The problem with having Larry Rothschild as the pitching coach is that in moments of stress, Cub pitchers tend to become Michael Wuertz. At the age of 29, in his fifth season under Rothschild’s tutelage, the once-promising Wuertz has attained the status of triple-A reliever. Wuertz is the embodiment of his coach’s two-pronged philosophy: don’t trust your fastball; and keep throwing the same offspeed pitch until they hit it. Today, Wuertz is so demoralized that it is almost physically impossible for him to throw a fastball in the strike zone. His head can’t tell his arm to do it. What looks like a control problem is really a failure of nerve.
The “Wuertz effect” sometimes afflicts Carlos Marmol and used to cause occasional bullpen meltdowns by Ryan Dempster. This season, until yesterday, Dempster has been a confident fastballer.

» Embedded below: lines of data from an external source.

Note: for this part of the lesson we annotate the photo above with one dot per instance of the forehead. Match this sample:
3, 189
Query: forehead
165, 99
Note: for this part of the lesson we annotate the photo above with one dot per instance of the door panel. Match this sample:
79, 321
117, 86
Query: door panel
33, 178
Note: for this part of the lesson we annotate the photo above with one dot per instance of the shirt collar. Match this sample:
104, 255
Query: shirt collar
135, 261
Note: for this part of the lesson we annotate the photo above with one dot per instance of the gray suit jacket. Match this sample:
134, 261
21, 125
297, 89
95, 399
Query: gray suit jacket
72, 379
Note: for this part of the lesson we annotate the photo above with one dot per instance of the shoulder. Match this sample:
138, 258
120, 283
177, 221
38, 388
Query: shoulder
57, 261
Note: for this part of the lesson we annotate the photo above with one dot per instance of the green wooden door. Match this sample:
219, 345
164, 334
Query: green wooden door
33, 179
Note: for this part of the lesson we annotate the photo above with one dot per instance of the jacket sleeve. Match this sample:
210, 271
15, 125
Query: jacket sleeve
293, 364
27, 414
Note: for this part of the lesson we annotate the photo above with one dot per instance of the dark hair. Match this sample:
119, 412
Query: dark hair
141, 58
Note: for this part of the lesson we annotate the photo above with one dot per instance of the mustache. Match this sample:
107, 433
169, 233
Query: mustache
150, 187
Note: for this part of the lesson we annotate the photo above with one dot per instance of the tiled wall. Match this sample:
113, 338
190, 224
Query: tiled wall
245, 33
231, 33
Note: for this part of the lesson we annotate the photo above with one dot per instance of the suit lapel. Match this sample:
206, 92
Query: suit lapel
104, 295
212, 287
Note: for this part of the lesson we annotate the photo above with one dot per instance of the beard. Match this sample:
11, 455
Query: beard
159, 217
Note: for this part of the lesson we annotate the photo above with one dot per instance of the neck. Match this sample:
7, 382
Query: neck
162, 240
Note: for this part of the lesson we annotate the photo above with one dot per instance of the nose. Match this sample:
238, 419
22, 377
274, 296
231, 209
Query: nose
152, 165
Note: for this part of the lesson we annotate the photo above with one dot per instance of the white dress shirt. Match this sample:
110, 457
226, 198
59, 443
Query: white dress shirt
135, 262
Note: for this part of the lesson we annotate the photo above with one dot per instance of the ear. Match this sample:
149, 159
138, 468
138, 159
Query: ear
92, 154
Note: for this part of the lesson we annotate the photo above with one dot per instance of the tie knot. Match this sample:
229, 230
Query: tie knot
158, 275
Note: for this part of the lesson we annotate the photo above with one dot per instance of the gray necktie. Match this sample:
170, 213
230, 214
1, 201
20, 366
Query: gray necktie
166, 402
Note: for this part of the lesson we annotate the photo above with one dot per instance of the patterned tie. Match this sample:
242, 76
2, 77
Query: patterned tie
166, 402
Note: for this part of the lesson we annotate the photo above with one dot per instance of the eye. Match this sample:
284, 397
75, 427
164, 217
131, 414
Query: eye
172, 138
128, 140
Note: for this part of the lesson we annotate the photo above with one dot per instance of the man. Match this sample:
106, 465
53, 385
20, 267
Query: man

Rothschild went to the mound after Dempster loaded the bases in the fifth inning, mostly on fastballs that weren’t close. Then Loney stepped in, and saw five pitches. Four were splitters. The fifth–actually the fourth in the sequence, immediately preceding the fateful 1-2 splitter–was a Wuertz special, a fastball a foot too high.
After Dempster threw the same splitter three times in a row, Ron Darling said, “The problem with throwing three, four, five splitters is that eventually you’re going to leave one up,” which is exactly what happened.
Memo to Crane Kenney: have someone ask Darling if he’d like to sit next to Lou in the dugout next year.